The Supreme Court while dealing with a dispute relating to the possession of land has observed that the evidence which has been confirmed by lower courts must only be reversed by the High Courts in the rarest of rare cases.

The two-Judge Bench of Justice Krishna Murari and Justice Ahsanuddin Amanullah held, “… the introduction and admission of evidence at the trial stage goes through a rigorous process, wherein each piece of evidence introduced is subject to very strict scrutiny, and every party is given the opportunity to test the veracity of the said evidence through procedure established by law. The legitimacy of the evidence, at every stage, is questioned, and the opposing party is given the right to question the said evidence by placing their doubts regarding the same in court. Such a mechanism in law of going through evidence, is not available to the High Court while exercising its powers under writ jurisdiction, and therefore, evidence which has been confirmed by the lower courts, must only be reversed by the High Courts in the rarest of rare cases.”

The Bench said that the reappreciation of evidence done by the High Court while exercising its inherent powers under Article 226 is bad in law and hence liable to be struck down.

Advocate Anil Kaushik appeared for the appellants while Senior Advocate S.R. Singh and Advocate Kamlendra Mishra appeared for the respondents.

Facts of the Case -

The appellants were the bhoomidars and were in possession of the lands which were used by them for agricultural purposes since a permanent lease was executed in their favour by the then zamindar in the year 1952. A part of the subject land including the land in possession of the appellants was declared as reserved forest and the other part was subject to a notification under Section 4 of the Forest Act.

Such a declaration of the said land initiated an eviction drive of the local inhabitants, and against the same, a writ petition was instituted in the Apex Court regarding the claim of the local inhabitants. The court directed the formation of a High Court Powered Committee for adjudicating upon persons' claims, and hence, the appellants filed their claims before the Forest Settlement Officer which accepted the same. Being aggrieved by this, the respondents approached Additional District Judge and then the High Court which finally allowed their plea. Therefore, the appellants approached the Apex Court against the same.

The following issues arose before the Supreme Court for its consideration-

I. Whether the relief granted in the Judgment of Banwasi Seva Ashram vs State Of Uttar Pradesh1 is only applicable to SC/ST/ other backward communities?

II. Whether the High Court, while exercising its jurisdiction under Article 226 of the Constitution of India, could have re-appreciated the evidence adduced to come to its findings?

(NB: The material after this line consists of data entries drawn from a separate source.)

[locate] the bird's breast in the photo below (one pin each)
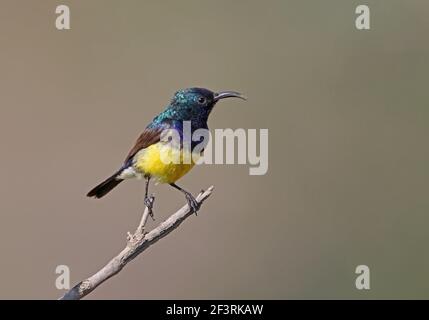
(164, 163)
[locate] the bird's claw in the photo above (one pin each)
(192, 203)
(148, 201)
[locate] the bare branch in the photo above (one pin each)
(137, 243)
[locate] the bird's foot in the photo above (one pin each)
(148, 201)
(192, 203)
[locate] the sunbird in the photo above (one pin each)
(145, 160)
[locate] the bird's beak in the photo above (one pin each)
(228, 94)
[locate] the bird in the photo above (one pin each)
(144, 160)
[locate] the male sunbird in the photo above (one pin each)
(145, 159)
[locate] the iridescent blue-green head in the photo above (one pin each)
(195, 104)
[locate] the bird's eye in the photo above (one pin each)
(201, 100)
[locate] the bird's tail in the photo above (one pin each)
(106, 186)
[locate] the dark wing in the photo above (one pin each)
(148, 137)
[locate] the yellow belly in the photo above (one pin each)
(164, 164)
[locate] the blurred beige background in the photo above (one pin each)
(348, 117)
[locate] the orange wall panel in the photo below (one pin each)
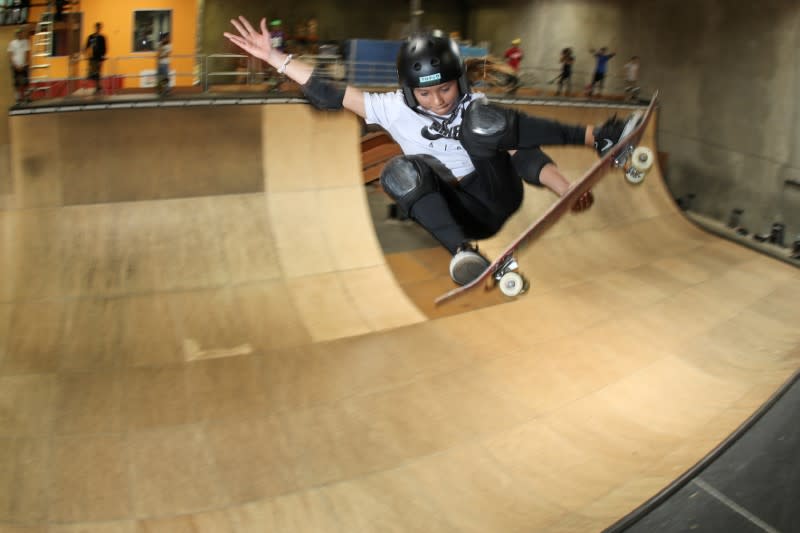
(117, 20)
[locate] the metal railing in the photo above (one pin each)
(244, 70)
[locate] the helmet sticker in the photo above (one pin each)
(432, 77)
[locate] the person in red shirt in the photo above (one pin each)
(514, 55)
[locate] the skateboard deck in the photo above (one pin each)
(625, 154)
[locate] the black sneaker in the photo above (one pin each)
(467, 264)
(612, 131)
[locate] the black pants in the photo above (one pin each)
(477, 206)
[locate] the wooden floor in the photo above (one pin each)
(248, 362)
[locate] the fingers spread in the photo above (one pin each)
(246, 23)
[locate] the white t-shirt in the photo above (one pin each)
(405, 125)
(18, 49)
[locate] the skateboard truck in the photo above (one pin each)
(636, 161)
(511, 282)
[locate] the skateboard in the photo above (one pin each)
(626, 154)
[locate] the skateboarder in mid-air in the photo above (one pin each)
(465, 160)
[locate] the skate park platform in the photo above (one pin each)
(200, 331)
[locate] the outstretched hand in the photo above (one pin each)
(251, 41)
(583, 202)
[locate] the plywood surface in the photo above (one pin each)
(249, 362)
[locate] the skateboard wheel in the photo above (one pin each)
(642, 159)
(512, 284)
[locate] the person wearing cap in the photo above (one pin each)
(514, 54)
(19, 55)
(465, 160)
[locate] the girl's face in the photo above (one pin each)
(439, 99)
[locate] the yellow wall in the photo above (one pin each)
(117, 19)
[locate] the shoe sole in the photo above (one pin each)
(468, 268)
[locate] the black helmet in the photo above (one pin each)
(428, 59)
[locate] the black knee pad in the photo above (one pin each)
(407, 179)
(488, 128)
(529, 163)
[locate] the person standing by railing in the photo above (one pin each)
(602, 56)
(96, 50)
(514, 55)
(19, 54)
(565, 78)
(164, 51)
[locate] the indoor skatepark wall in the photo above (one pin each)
(727, 74)
(246, 362)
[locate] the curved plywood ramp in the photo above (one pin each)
(247, 362)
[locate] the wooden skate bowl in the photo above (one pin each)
(178, 359)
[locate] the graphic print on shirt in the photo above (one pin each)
(439, 129)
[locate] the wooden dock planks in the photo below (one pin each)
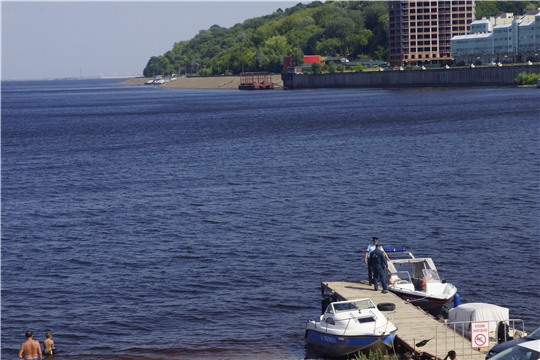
(414, 324)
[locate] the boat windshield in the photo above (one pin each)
(400, 277)
(351, 305)
(431, 275)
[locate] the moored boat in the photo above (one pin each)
(417, 281)
(347, 327)
(500, 327)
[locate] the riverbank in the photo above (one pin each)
(213, 82)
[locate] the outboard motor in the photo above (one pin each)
(457, 300)
(327, 301)
(502, 332)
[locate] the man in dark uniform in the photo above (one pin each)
(378, 263)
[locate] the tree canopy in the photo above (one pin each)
(349, 29)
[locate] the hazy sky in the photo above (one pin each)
(46, 39)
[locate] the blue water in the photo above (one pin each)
(147, 223)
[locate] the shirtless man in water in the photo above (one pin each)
(30, 348)
(48, 344)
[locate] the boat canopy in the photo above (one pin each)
(474, 312)
(418, 264)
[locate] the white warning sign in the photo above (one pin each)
(480, 334)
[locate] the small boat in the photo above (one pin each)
(501, 327)
(347, 327)
(417, 281)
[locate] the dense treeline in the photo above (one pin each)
(353, 29)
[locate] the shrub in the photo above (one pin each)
(526, 78)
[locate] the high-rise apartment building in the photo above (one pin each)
(420, 31)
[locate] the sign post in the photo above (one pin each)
(480, 334)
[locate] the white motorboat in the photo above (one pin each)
(347, 327)
(501, 327)
(417, 281)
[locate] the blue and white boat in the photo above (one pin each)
(347, 327)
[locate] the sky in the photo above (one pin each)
(51, 39)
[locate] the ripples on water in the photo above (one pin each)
(149, 223)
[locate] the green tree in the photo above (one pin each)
(339, 28)
(331, 67)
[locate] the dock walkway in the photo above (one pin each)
(414, 324)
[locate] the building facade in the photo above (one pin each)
(420, 31)
(505, 39)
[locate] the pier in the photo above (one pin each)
(440, 77)
(414, 324)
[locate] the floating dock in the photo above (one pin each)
(414, 324)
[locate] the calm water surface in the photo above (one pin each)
(149, 223)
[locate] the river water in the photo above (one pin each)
(147, 223)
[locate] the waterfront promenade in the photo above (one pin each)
(440, 77)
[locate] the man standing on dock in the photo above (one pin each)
(370, 248)
(378, 263)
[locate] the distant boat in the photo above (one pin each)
(255, 81)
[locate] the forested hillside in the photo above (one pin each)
(352, 29)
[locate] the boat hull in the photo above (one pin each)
(334, 345)
(434, 306)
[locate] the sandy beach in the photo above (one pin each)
(214, 82)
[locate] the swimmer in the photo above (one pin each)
(48, 344)
(30, 348)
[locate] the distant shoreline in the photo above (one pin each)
(199, 82)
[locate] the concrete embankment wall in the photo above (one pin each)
(479, 76)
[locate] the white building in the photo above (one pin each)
(506, 38)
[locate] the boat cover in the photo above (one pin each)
(479, 312)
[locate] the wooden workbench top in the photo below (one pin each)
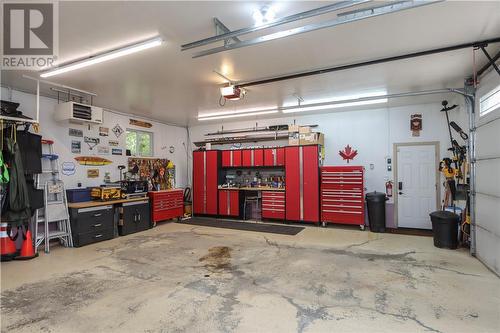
(262, 188)
(87, 204)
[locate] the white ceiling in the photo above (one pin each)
(166, 84)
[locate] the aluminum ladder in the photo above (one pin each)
(54, 217)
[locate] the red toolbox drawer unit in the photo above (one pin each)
(252, 157)
(273, 205)
(205, 181)
(302, 183)
(274, 156)
(342, 195)
(229, 203)
(166, 204)
(231, 158)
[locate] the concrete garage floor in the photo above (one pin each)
(183, 278)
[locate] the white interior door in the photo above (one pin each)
(416, 185)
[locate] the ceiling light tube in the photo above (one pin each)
(144, 45)
(238, 115)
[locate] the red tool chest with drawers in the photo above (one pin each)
(231, 158)
(302, 183)
(273, 205)
(252, 157)
(342, 195)
(229, 203)
(274, 156)
(205, 181)
(166, 204)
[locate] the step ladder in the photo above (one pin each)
(52, 221)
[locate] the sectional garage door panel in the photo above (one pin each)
(488, 249)
(488, 179)
(487, 176)
(488, 140)
(487, 212)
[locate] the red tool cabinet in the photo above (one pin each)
(273, 205)
(205, 181)
(302, 183)
(274, 156)
(231, 158)
(252, 157)
(342, 195)
(229, 203)
(166, 204)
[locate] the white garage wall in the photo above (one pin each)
(164, 136)
(371, 132)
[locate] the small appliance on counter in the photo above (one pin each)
(105, 193)
(78, 195)
(134, 188)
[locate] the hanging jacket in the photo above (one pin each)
(18, 210)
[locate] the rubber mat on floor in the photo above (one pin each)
(246, 226)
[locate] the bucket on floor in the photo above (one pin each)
(445, 229)
(375, 202)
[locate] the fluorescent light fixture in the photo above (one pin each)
(263, 15)
(144, 45)
(258, 113)
(339, 102)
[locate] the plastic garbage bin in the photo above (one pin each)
(375, 201)
(445, 229)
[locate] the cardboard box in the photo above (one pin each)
(293, 128)
(304, 129)
(293, 139)
(315, 138)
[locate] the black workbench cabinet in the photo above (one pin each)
(135, 217)
(92, 224)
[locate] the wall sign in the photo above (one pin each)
(76, 147)
(116, 151)
(75, 132)
(415, 124)
(103, 131)
(91, 142)
(118, 130)
(348, 153)
(102, 150)
(68, 168)
(140, 123)
(92, 173)
(92, 160)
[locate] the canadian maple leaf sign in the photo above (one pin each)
(348, 153)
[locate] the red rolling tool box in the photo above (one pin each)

While dealing with the first issue, the Court noted, “… the right to enjoy possession of any land notified under Section 4 of the Forest Act is not only limited to Adivasi communities and other forest dwelling communities, but is also based on proof of residence, date of original possession, etc. If the right to inhabit the said lands is not restricted only to certain communities, how can the right to be heard on such claims be restricted to the same.”

The Court in the above context held the first issue in favour of the appellants. While considering the second issue, the Court said that the concurrent findings of the lower courts are neither perverse nor the said courts have overstepped their jurisdiction and that in such a scenario, wherein neither of the conditions were satisfied, the High Court could not have re-appreciated the evidence in writ jurisdiction and come to a different conclusion.

“… we hold Issue No. II in favour of the Appellants herein”, said the Court.

Accordingly, the Court allowed the appeals, set aside the judgment of the High Court, and confirmed the orders of the Forest Settlement Officer and ADJ.

Cause Title- Hari Prakash Shukla & Ors. v. The State of Uttar Pradesh & Anr.